The very idea

Susan Norrie: vis-a-vis
Nancy Hoffman Gallery, New York

Susan Norrie's second solo exhibition in New York comprises objects and paintings in installation. As the title suggests, vis-à-vis is an exhibition in which arguments are made discreetly, almost as asides. Where Norrie's earlier work based many of its arguments on the intelligibility of a sumptuous superficiality, this work instead embeds technical virtuosity below a surface of serigraphic marks, photographically sourced images, historical references and artisan-crafted models. In vis-à-vis Norrie refuses the painterly bravura for which she is perhaps best known, rendering paint through screens both actual and metaphorical. This is not to deny the installation's highly refined physical presence so much as to emphasise its rebus-like quality.

In the first of two rooms, a suite of vertical panels bears an inscription declaring 'elegance of taste ... a proper object of rational pursuit' decorously multiplied to the brink of illegibility. Opposite is a rendering of Chardin's Spinning Top, materially much reduced from the richly wrought original, a phantom version, its grazed grey-green screenprinted surface broken only by the elaborate modeling of the top itself. It is the only element painted with the painterly finesse often associated with Norrie, as if to show more would topple that fragile balance between beauty (that most taboo of words) and overkill. What is left to the viewer is a notion of poise, elegance and restraint which then turns in upon itself, just as the Chardin turned critically in upon the social indolence for which the original is said to be an allegory. In Norrie's version of the Spinning Top the boy watching is flattened into a shallow picture plane, his face a pallid mask, his soft glowing cheeks so perfectly articulated as to belong to a doll. Perfect spheres, those painted cheeks echo an adjacent companion piece, a square painting, pale and near abstract, its centre a soft blue of circular motion, like that of a top viewed from above but which bears the faintest trace of the inscription found endlessly circulating in the vertical panels. The work, itself highly aestheticised and restrained, performs a difficult balancing act between an advocation of social and aesthetic restraint and a commentary upon that same restraint's circularity of meaning, literalised in the work, and the inevitably deadening qualities it entails.

The second room, in complicated counterpoint to the first, catalogues the designs of Buckminster Fuller. These pictures, produced photo-serigraphically with an economy that evokes Fuller's own, function as plans or schemata that stand in for paintings in much the same way the original designs stood in, to a great extent, for their execution. Norrie's image, burnt red on lurid green, of Fuller's Dymaxion House (for Dynamism and Maximum Efficiency), a 'machine for living' that barely went into production, slips greasily off the picture plane. Her/his Dymaxion automobile, arrested at the drawing board, never going anywhere, is reflected, inverted and viewed from within. Norrie colours the images a powdery grey, dusty and faded as if from lack of use. And her picture of Buckminster Fuller himself, a blueprint shade of blue, is no simple portrait of the master. This work, with its flat and vacant border the size of the frames around the other paintings, and the irregular drag-marks and bromide-dots of a conspicuously mechanical production, stands in for itself as a painting: it belies the authority of its subject as it belies the authority of the painter herself.

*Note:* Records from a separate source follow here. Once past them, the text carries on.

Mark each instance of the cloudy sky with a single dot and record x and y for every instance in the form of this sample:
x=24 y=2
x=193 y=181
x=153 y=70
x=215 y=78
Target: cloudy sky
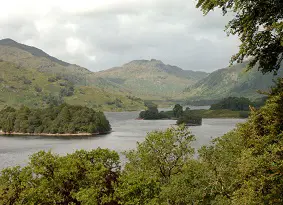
x=99 y=34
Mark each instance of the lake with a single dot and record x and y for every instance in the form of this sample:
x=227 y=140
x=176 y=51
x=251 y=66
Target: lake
x=15 y=150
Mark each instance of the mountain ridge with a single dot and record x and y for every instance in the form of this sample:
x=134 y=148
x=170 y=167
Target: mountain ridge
x=233 y=81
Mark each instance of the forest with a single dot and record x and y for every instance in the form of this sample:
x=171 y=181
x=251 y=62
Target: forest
x=242 y=167
x=60 y=119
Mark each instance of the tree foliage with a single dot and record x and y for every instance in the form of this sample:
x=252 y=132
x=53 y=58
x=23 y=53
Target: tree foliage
x=55 y=119
x=84 y=177
x=242 y=167
x=259 y=24
x=233 y=103
x=178 y=110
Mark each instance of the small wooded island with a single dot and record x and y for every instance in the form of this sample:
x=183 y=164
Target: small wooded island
x=231 y=107
x=62 y=120
x=182 y=117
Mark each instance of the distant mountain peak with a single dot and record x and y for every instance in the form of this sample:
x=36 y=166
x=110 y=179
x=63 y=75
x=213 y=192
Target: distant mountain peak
x=7 y=40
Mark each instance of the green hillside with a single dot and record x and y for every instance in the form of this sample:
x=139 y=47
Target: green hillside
x=231 y=81
x=37 y=81
x=152 y=79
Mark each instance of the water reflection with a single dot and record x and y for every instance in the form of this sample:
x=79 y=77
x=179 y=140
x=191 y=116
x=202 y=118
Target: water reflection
x=14 y=150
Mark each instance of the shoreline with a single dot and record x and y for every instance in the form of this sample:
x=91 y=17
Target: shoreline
x=55 y=134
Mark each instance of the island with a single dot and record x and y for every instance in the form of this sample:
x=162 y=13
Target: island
x=182 y=117
x=62 y=120
x=231 y=107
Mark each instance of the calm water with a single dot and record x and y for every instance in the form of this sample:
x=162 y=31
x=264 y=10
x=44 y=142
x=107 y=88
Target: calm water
x=127 y=131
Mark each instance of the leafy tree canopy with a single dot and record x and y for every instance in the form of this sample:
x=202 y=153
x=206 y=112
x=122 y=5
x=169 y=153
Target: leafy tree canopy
x=56 y=119
x=259 y=24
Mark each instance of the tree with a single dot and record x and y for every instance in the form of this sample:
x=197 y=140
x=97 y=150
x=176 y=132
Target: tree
x=84 y=177
x=178 y=110
x=260 y=28
x=160 y=157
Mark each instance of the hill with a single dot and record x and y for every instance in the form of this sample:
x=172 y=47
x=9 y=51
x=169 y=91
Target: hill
x=33 y=78
x=231 y=81
x=151 y=79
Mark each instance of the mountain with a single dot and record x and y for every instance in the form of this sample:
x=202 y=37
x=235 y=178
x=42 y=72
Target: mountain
x=29 y=76
x=151 y=79
x=231 y=81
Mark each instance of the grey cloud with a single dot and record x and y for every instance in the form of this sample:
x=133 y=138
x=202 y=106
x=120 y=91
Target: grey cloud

The exhibition connects these two apparently unrelated historical figures, Chardin and Buckminster Fuller by rather circuitous means. Small, discreet and hung high above the others, an ancillary image of a tightrope walker, based upon a scratched and partly obscured nineteenth century photograph, becomes the pivot around which meaning moves. Teetering, unstable as a top, vis-à-vis demands that its audience does the conceptual balancing act. In precarious relation, Norrie's images, distanced from their sources in much the same way the source images are distanced from their intended utility, speak notionally of disservice: of genre painting gone awry; of visionary industrial design gone into obscurity or worse, the military; and of the domestic sphere to which both are addressed irretrievably removed. Hand-crafted miniatures of Fuller's Car and Home and Chardin's Toy sit in the second room atop black pedestals, like undifferentiated pieces in a museum for domestic/domesticated ideals. In a state of stasis, equations between Dynamism and Economy and Elegance and Propriety never come full circle.

There is an elegiac quality to this refusal. The ideal can be pictorially reproduced, the top never topples in its representation, the designer's intentions are never compromised in the blueprint, the past's future never comes exactly true. Vis-à-vis, like a geodesic dome, is all the more structurally sound for being incomplete.